The White House press office teamed up with reporters from two of the president’s staunch media allies to stage an attack on a major press outlet that has provided critical coverage of Trump. Briefers have all but openly discarded the notion that they are supposed to be providing information to reporters and, through them, the American people. Instead, the purpose of the White House press briefings is to aid in the effort to undermine the media’s credibility, shut critical reporters up and make an example of them.
This was a deliberate, well-choreographed hit by the administration -- Sanders went into the room knowing she wanted to go after CNN, and she had a strategy to get there. After a week of the White House very deliberately refusing to allow the briefings to be videotaped, the cameras were allowed back in the room today. Sanders called on Trump propaganda outlet Breitbart.com’s reporter, presumably knowing that the website has been pushing the CNN story and could be counted on for a softball question. Breitbart’s correspondent basically asked, “Will you please attack CNN,” and Sanders obliged with a well-rehearsed screed against CNN and the rest of the press.

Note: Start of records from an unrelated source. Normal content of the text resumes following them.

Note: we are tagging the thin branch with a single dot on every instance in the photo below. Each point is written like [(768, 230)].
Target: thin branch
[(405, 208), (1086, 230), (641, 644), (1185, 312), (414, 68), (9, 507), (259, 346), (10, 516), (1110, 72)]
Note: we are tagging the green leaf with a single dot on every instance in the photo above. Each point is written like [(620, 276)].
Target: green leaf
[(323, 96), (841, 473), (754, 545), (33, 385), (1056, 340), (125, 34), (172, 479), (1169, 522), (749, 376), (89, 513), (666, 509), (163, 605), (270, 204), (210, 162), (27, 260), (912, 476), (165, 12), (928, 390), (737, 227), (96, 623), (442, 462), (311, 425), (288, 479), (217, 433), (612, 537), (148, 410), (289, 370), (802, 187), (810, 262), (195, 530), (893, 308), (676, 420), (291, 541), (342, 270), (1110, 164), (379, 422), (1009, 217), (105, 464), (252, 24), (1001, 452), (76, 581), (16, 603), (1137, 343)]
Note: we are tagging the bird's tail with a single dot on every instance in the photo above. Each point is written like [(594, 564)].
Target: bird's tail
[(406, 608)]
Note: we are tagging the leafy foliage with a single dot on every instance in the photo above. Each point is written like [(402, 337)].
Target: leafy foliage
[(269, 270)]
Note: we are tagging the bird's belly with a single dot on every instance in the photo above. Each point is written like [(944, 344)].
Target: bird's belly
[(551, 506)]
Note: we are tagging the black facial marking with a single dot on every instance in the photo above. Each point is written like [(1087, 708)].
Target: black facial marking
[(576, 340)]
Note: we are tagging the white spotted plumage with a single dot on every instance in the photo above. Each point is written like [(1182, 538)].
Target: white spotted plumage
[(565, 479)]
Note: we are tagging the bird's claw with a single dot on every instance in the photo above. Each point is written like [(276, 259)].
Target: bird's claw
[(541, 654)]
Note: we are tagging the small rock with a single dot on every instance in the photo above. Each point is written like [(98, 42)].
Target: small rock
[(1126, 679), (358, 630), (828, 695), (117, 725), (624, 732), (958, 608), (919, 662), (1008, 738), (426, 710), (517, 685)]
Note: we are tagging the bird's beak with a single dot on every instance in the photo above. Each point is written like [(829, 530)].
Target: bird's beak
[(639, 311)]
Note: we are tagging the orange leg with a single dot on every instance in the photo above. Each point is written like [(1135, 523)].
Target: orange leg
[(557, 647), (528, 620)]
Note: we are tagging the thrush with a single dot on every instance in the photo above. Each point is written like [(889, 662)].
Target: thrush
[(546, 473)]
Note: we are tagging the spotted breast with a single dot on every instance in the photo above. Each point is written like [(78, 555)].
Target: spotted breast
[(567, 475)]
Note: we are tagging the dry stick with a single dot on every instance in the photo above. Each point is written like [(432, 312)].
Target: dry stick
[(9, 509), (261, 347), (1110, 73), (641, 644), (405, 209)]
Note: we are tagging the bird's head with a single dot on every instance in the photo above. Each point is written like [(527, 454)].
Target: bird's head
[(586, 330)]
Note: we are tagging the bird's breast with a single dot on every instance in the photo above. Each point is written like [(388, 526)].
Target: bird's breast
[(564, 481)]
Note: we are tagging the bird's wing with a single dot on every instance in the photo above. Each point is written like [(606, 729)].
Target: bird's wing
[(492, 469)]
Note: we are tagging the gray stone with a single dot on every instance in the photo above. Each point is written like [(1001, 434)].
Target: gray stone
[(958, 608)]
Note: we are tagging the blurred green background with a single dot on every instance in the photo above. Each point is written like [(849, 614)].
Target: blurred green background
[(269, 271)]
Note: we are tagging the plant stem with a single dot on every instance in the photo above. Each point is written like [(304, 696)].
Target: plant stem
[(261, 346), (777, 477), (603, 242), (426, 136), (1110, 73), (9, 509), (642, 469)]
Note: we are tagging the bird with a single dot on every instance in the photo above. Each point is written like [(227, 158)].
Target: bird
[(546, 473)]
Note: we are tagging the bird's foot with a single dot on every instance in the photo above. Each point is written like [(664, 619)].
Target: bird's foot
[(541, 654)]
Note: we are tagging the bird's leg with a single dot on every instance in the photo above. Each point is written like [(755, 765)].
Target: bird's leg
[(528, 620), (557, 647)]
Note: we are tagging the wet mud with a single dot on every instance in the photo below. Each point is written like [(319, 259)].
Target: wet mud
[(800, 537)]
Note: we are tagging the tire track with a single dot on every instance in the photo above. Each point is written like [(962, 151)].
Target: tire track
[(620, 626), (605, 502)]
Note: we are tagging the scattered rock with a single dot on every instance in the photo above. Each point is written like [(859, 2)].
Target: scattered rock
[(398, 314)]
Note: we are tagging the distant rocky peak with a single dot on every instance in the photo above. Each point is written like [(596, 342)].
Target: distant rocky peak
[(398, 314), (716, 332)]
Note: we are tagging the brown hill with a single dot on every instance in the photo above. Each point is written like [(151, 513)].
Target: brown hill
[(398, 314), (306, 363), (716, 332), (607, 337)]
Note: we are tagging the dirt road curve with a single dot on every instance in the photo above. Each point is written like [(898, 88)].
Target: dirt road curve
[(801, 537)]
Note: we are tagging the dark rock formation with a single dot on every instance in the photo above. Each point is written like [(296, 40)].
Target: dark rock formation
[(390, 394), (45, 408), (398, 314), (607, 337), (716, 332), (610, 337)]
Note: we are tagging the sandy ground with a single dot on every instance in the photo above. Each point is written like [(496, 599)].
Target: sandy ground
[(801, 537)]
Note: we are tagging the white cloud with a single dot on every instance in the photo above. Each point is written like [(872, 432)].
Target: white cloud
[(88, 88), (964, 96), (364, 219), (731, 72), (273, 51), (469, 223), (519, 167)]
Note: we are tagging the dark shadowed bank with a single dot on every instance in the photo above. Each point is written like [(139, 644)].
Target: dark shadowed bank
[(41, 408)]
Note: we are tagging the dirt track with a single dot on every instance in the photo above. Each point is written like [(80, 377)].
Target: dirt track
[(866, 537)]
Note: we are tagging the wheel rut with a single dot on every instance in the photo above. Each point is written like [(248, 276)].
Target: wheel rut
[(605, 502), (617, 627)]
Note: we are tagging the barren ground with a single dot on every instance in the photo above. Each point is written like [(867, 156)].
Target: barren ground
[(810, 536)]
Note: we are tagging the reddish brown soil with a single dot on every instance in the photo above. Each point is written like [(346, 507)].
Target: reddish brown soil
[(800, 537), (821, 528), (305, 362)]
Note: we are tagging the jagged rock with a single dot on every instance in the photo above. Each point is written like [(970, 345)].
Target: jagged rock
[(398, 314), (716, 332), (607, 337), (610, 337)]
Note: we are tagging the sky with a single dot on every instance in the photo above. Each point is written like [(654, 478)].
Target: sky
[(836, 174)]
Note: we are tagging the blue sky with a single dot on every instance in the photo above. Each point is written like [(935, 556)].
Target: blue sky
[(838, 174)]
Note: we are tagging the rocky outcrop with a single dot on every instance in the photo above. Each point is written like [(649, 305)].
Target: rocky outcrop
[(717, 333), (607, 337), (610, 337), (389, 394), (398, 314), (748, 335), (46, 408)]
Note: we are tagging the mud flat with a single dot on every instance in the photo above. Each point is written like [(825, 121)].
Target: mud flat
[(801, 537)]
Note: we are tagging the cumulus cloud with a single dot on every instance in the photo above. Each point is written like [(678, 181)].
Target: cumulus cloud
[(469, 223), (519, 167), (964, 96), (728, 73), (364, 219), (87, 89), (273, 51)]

During her response, Sanders said there is a “constant barrage of fake news directed at this president,” and she urged “everybody across the country to take a look” at stunt videographer James O’Keefe’s hit on CNN, adding the caveat that she doesn’t know “whether it’s accurate or not.” She went on to scold outlets for using anonymous sources about what she termed the “Russia-Trump hoax.”
Sanders was rebuked from the floor by White House reporter Brian Karem, who interrupted the proceedings to criticize her for being “inflammatory” toward reporters who are “just trying to do their job.”
Later in the briefing, Sanders called on a reporter from Trump advocate Laura Ingraham’s LifeZette, who asked if the media “should go back and look at anonymously sourced stories on Russia and Trump and, you know, maybe start a review process and retract where necessary.” Sanders replied, “I think that would be a great idea.”
Roughly a third of the 17 minutes of question time provided by Sanders was devoted to hammering CNN.
I warned in January of the danger of the White House’s plan to flood the briefings with sycophants and propagandists and its effort to single out individual reporters and crush them. Brian Karem has had enough. Will the rest of the press corps respond, or will they let the administration pick them off one by one?
Does this feel like America? Where the White House takes q's from conservatives, then openly trashes the news media in the briefing room.